Wage growth will also be closely scrutinised for any signs of weakness. This is expected to come in at 3.1%, while the unemployment rate is expected to remain steady at 3.5%. If these numbers come in broadly as expected they should be broadly US dollar positive, and reinforce investor perceptions that the US economy still remains some way from slowing down.
The pound came under pressure yesterday after Bank of England governor Mark Carney suggested that the central bank might have to do more stimulus if the much-anticipated Brexit bounce turned out to be weaker than expected.
He indicated that the Bank of England had sufficient headroom to double its 2016 stimulus package of £60bn, which could deliver 100bps of that, while cuts to the base rate, currently at 0.75%, and forward guidance would deliver the rest.
This seems somewhat premature at a time when the debate at the moment is whether the current low rate environment is actually doing more harm than good.
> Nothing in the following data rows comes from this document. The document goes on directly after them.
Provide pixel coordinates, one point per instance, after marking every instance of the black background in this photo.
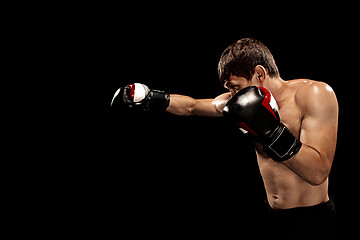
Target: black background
(165, 175)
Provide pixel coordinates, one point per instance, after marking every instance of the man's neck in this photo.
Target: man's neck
(276, 87)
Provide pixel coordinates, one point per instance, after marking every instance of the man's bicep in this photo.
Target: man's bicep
(319, 125)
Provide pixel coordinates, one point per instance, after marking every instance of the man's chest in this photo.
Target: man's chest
(291, 115)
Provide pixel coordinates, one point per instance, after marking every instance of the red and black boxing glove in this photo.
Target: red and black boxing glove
(139, 96)
(255, 110)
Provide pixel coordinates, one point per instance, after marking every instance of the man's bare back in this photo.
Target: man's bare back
(308, 112)
(297, 100)
(284, 188)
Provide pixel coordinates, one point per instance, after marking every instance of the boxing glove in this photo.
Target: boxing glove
(254, 110)
(139, 96)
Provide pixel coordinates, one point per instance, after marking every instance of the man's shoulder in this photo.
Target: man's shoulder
(309, 93)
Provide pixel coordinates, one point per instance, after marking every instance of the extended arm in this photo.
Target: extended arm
(185, 106)
(139, 96)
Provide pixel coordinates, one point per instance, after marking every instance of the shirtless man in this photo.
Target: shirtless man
(296, 188)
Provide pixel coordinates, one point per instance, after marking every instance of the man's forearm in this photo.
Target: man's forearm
(186, 106)
(310, 165)
(181, 105)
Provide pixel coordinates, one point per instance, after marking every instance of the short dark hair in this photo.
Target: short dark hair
(241, 58)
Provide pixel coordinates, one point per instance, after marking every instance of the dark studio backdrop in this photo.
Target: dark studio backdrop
(155, 173)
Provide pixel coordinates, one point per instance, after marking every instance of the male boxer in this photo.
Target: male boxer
(293, 125)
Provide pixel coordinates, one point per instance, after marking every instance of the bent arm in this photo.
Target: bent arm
(186, 106)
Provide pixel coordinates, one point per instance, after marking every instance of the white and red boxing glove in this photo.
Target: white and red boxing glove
(255, 110)
(139, 96)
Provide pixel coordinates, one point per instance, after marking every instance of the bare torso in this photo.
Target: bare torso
(285, 189)
(309, 109)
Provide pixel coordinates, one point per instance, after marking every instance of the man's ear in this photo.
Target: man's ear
(260, 73)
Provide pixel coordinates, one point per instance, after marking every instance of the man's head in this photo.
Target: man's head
(247, 59)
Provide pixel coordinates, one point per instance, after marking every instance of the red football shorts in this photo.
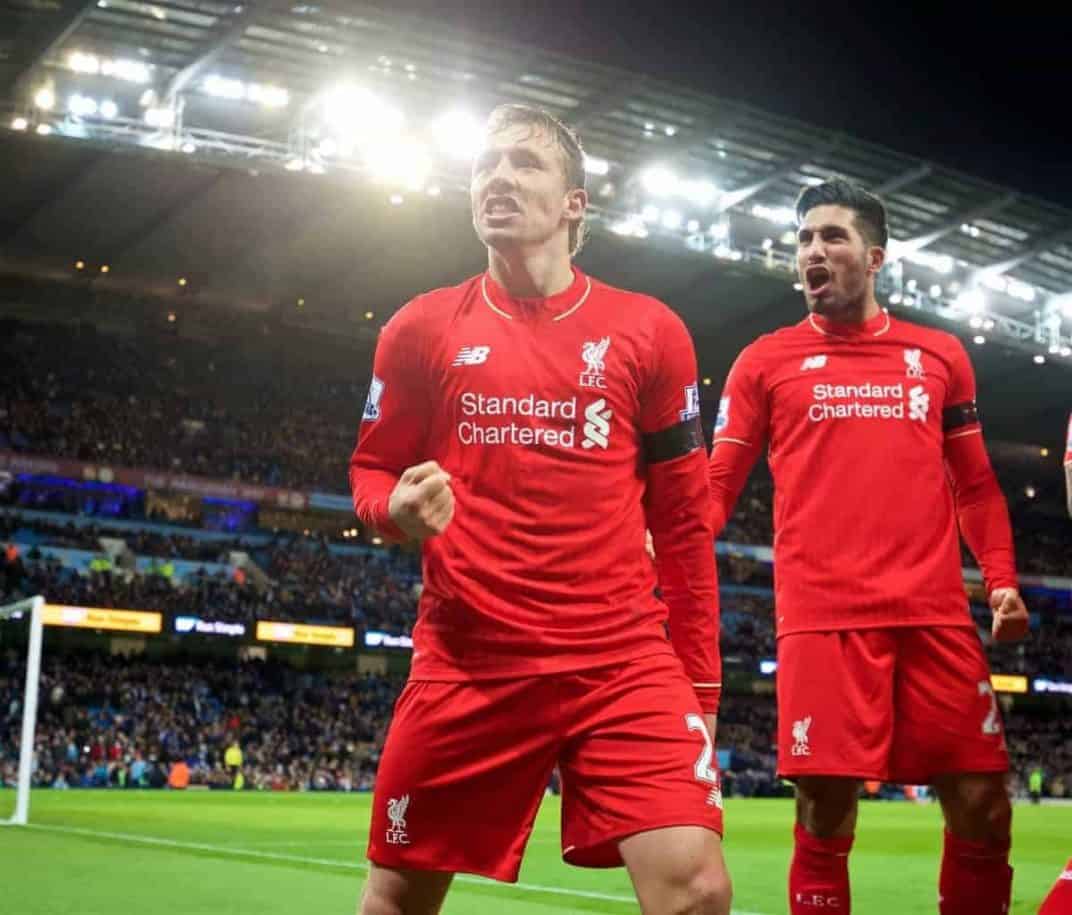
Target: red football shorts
(466, 764)
(898, 704)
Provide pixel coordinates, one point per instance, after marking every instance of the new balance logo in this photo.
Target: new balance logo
(919, 403)
(472, 356)
(801, 747)
(596, 424)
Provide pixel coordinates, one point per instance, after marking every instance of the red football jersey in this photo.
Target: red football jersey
(860, 420)
(568, 424)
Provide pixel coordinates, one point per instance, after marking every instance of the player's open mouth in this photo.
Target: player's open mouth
(501, 207)
(817, 279)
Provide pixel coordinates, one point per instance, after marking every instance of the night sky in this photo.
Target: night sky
(984, 92)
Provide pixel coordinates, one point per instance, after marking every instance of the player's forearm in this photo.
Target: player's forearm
(727, 471)
(681, 530)
(371, 490)
(983, 513)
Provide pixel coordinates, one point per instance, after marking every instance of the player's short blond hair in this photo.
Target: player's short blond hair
(572, 154)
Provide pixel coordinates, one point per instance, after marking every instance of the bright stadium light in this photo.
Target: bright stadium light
(458, 134)
(223, 88)
(131, 71)
(672, 220)
(779, 215)
(659, 181)
(160, 117)
(82, 106)
(404, 162)
(595, 165)
(44, 99)
(351, 110)
(971, 301)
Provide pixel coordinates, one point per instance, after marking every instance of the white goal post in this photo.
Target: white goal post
(34, 606)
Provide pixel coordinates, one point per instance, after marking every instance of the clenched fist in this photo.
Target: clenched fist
(421, 503)
(1010, 616)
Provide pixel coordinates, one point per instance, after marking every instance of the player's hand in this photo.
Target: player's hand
(421, 503)
(1010, 615)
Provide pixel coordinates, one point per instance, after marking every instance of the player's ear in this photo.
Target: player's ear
(876, 257)
(575, 204)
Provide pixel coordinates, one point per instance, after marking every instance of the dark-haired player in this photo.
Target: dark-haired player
(877, 456)
(527, 426)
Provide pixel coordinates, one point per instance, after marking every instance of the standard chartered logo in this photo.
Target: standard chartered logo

Furthermore, given how much damage the Bank of England’s last stimulus intervention did to consumers real earnings you would have thought that officials might want to be more circumspect about their policy musings. Nonetheless given that he only has one more meeting to oversee, he may well merely have been releasing a trial balloon.
In August 2016 the Bank of England’s stimulus measures helped push headline CPI up from 0.6% to over 3% in the space of 12 months, a policy move that ultimately turned out to be premature, as well as unnecessary.
EUR/USD – has also come under pressure this week with the 1.1100 area and 50-day MA acting as support. A move below the 50-day MA could well open up a move towards the 1.1040 area. Currently in a minor uptrend from the October lows but needs to take out the 1.1250 area to signal further gains towards 1.1400.
GBP/USD – has come under pressure this week slipping towards the 50-day MA at 1.3010 which has so far currently held. A break below 1.3000 opens up the 1.2920 area. We need to move above 1.3220 to target 1.3500.
EUR/GBP – support currently appears to be holding at the 0.8450/70 area, and while above here the risk is for a move back to the highs last month and 0.8600 resistance. We also have resistance at the 50-day MA at 0.8540.
USD/JPY – currently finding it difficult to crack the 109.70 area trend line resistance from the 2018 highs at 114.55. A break of this level has the potential to crack open the 110.70 area. Support comes in at this week’s lows at 107.65.